Our Nordic Green Indices – which tracks the Nordic green transition – for May 2022 confirmed what may already have been obvious, but needed to be said – the Nordics green future rests on the success or failure of wind power.
During the month Denmark joined with Germany, the Netherlands and Belgium to announce that it was targeting a 10x increase in the amount of wind power to be produced from the North Sea, increasing capacity by 150GW by 2050. Separately, Norway also released its strategy for offshore wind power, which is to build 30GW of capacity. Business is already picking up the new sense of urgency from Nordic governments, with a number of large projects now being pushed.

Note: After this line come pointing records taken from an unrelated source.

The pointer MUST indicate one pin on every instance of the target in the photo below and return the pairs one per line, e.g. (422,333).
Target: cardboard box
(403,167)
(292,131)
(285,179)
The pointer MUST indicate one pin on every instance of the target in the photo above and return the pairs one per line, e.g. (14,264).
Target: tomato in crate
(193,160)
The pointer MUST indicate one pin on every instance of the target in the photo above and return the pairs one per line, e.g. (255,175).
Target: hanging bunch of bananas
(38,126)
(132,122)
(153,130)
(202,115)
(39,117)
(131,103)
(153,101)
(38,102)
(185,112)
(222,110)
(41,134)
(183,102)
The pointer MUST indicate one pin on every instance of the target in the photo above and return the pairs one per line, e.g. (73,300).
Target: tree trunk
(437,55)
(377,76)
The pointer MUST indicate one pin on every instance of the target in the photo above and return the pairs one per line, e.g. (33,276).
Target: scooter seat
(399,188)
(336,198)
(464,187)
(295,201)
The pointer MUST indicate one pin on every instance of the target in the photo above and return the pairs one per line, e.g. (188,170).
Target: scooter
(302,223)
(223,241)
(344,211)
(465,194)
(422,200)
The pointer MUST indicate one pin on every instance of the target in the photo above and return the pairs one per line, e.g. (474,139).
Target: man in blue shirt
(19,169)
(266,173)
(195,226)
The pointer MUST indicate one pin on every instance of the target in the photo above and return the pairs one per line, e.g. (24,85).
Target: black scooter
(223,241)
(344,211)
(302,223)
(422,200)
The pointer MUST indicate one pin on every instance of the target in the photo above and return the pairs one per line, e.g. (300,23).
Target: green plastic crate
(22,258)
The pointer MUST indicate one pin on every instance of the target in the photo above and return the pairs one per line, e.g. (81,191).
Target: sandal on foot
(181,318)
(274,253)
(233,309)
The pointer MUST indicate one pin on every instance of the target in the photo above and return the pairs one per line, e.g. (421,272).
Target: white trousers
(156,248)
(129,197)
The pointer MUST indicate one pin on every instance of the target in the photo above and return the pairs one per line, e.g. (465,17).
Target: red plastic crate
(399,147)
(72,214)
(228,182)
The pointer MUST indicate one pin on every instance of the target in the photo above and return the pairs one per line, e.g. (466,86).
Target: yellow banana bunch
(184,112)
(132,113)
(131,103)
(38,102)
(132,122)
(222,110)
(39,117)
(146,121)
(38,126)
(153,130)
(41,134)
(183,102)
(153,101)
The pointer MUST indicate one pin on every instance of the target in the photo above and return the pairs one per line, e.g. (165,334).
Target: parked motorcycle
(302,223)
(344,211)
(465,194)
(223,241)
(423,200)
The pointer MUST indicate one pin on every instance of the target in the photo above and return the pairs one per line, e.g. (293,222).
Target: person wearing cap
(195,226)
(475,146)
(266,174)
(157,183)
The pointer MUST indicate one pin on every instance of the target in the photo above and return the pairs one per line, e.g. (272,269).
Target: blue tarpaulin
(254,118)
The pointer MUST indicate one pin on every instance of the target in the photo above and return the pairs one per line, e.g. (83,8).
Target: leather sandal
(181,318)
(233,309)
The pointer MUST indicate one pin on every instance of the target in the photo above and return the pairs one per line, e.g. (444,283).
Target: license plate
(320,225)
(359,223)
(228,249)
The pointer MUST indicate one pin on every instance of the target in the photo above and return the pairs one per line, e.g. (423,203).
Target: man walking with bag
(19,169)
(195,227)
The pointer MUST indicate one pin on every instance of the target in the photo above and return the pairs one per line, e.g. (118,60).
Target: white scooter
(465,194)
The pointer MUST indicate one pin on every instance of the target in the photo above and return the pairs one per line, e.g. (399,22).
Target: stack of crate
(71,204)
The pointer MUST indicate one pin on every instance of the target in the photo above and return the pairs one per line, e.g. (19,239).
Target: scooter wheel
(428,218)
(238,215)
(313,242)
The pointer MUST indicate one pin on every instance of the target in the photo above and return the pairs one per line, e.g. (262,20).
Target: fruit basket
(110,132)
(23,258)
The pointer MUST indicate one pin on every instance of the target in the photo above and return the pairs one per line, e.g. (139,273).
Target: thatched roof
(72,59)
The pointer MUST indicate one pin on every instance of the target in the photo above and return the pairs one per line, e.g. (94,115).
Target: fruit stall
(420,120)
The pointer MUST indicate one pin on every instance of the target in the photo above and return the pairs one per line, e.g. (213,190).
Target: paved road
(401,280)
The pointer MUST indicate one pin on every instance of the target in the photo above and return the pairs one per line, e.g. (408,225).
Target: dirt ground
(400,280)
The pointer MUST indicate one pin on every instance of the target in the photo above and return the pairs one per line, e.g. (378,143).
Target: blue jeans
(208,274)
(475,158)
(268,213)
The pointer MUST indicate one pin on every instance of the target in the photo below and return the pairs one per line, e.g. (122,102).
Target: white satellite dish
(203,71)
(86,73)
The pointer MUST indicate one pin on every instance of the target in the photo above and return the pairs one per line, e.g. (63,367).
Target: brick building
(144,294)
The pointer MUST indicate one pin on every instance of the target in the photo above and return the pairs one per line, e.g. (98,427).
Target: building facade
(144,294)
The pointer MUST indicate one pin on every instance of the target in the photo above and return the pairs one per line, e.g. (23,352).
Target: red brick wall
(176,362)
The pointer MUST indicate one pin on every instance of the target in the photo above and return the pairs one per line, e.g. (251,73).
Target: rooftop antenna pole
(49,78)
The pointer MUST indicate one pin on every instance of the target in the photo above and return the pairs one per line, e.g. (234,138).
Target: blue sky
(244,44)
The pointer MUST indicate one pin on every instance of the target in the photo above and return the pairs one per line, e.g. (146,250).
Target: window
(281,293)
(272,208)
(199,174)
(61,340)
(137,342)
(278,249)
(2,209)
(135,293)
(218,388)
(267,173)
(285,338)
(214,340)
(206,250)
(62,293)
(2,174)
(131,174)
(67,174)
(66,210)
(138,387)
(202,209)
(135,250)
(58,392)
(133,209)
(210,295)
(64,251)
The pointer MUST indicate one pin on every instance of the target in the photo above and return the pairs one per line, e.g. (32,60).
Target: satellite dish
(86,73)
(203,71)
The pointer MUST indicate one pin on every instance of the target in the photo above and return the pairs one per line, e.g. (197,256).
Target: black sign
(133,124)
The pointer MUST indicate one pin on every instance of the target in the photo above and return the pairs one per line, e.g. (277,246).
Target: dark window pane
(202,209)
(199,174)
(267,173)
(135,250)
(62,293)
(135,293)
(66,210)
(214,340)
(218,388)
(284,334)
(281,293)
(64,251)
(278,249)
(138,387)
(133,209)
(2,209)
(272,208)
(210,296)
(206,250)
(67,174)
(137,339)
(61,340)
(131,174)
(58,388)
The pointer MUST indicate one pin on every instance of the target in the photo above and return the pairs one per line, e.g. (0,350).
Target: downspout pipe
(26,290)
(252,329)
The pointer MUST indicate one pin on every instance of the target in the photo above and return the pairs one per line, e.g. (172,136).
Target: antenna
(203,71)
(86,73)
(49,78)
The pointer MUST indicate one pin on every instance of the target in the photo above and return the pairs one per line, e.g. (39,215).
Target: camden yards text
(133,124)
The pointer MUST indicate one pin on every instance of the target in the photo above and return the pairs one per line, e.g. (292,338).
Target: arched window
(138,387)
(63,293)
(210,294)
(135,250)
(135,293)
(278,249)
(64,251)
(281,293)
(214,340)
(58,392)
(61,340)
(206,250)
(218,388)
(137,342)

New wind power is not just a source of electric power. It is essential for the production of hydrogen, which in turn is necessary for making green steel. Denmark’s Copenhagen Infrastructure Partners said that it wanted to build “Hydrogen Island” on the Danish portion of Dogger Bank, supplying 7% of Europe’s green hydrogen by 2030, manufactured from what it says is one of the world’s lowest cost sources of renewable power.
Although financing was down there were still some very notable deals done. Polarium, a Swedish battery manufacturer, announced that it had secured SEK 955 million from AMF, valuing the company at more than USD 1 billion. Yara announced that it intended to spin out its Yara Clean Ammonia business on the stock market, and the Swedish chemical company, Perstorp was sold to Malaysia’s Petronas for SEK 24 billion.
It was also an above average month for battery projects. The Polarium financing and ABB and Siemens backing of Morrow Batteries, a cobalt-free Norwegian battery start-up, were amongst the most interesting news.